In an age where technology is deeply ingrained in our daily lives, you wouldn’t expect that purchasing a TV streaming box would result in a cybersecurity nightmare. Yet this is the harsh reality that many unsuspecting users of cheap Android TV devices have faced.
Daniel Milisic, cybersecurity researcher, made a surprising revelation at the beginning of the year. He discovered that the Android TV T95 streaming box, sold at an affordable price, contained malware as soon as it left the factory. This information had made the rounds in the cybersecurity community, and several experts subsequently corroborated these results. However, the truth that emerged was far more sinister than anyone had anticipated.

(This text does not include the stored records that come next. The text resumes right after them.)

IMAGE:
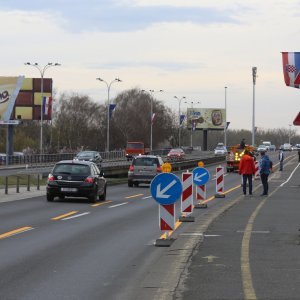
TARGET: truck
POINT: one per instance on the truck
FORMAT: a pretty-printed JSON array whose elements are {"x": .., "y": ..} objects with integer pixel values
[
  {"x": 234, "y": 156},
  {"x": 134, "y": 149}
]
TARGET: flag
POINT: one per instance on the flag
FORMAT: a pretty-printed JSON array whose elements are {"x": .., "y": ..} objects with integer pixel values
[
  {"x": 291, "y": 68},
  {"x": 47, "y": 103},
  {"x": 111, "y": 109},
  {"x": 152, "y": 118},
  {"x": 181, "y": 119}
]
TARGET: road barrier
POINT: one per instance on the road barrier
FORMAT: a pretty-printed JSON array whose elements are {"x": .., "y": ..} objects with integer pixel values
[{"x": 220, "y": 182}]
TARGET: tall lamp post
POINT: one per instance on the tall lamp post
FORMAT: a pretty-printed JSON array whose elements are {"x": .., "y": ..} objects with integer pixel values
[
  {"x": 151, "y": 114},
  {"x": 108, "y": 106},
  {"x": 179, "y": 128},
  {"x": 225, "y": 126},
  {"x": 254, "y": 71},
  {"x": 42, "y": 70},
  {"x": 192, "y": 105}
]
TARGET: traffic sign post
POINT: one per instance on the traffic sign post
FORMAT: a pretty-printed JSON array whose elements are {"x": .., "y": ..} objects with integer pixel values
[
  {"x": 201, "y": 177},
  {"x": 166, "y": 189},
  {"x": 187, "y": 198}
]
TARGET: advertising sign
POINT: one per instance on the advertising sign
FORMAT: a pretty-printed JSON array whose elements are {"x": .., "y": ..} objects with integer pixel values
[
  {"x": 9, "y": 90},
  {"x": 206, "y": 118}
]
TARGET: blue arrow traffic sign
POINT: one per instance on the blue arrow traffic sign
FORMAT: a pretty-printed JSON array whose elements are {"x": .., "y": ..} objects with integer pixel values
[
  {"x": 200, "y": 176},
  {"x": 166, "y": 188}
]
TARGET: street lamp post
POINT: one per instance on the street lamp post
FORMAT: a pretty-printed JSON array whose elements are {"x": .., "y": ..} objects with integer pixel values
[
  {"x": 192, "y": 105},
  {"x": 108, "y": 106},
  {"x": 42, "y": 71},
  {"x": 254, "y": 71},
  {"x": 151, "y": 114},
  {"x": 225, "y": 126},
  {"x": 179, "y": 128}
]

Indeed, the cybersecurity company Human Security has made alarming revelations about the scale of this malicious intrusion and the complex network of fraudulent maneuvers linked to these Android TV devices.
Your Android TV box may be full of malware
Human Security’s investigation revealed the existence of seven Android TV boxes and a tablet, all infected by apparently indestructible backdoors. What’s even more worrying is the discovery of indicators that suggest that more than 200 different models of Android devices could be susceptible to being infected with this malware.
Note that all of the offending boxes use Android Open Source Project (AOSP) instead of Google TV or Google-certified Android TV, such as Nvidia Shield or Chromecast. The problem is because AOSP is open source. The researchers note that Badbox malware is preloaded on Android TV devices made in China before they are shipped to retailers.
Once the devices are plugged in, the malware connects to a C2 server in China. To put it simply, it then retrieves a set of instructions that inform it of the malicious activities it should execute on the device. These activities include advertising fraud, the creation of fake WhatsApp and Gmail accounts, the sale of access to home networks and the installation of remote codes.
To make matters worse, Human Security discovered the existence of an advertising fraud network closely linked to these schemes, a network likely responsible for financing these criminal operations. Here are all the references of the suspect boxes: T95, T95Z, T95MAX, X88, Q9, X12PLUS and MXQ Pro 5G, and finally a tablet called J5-W.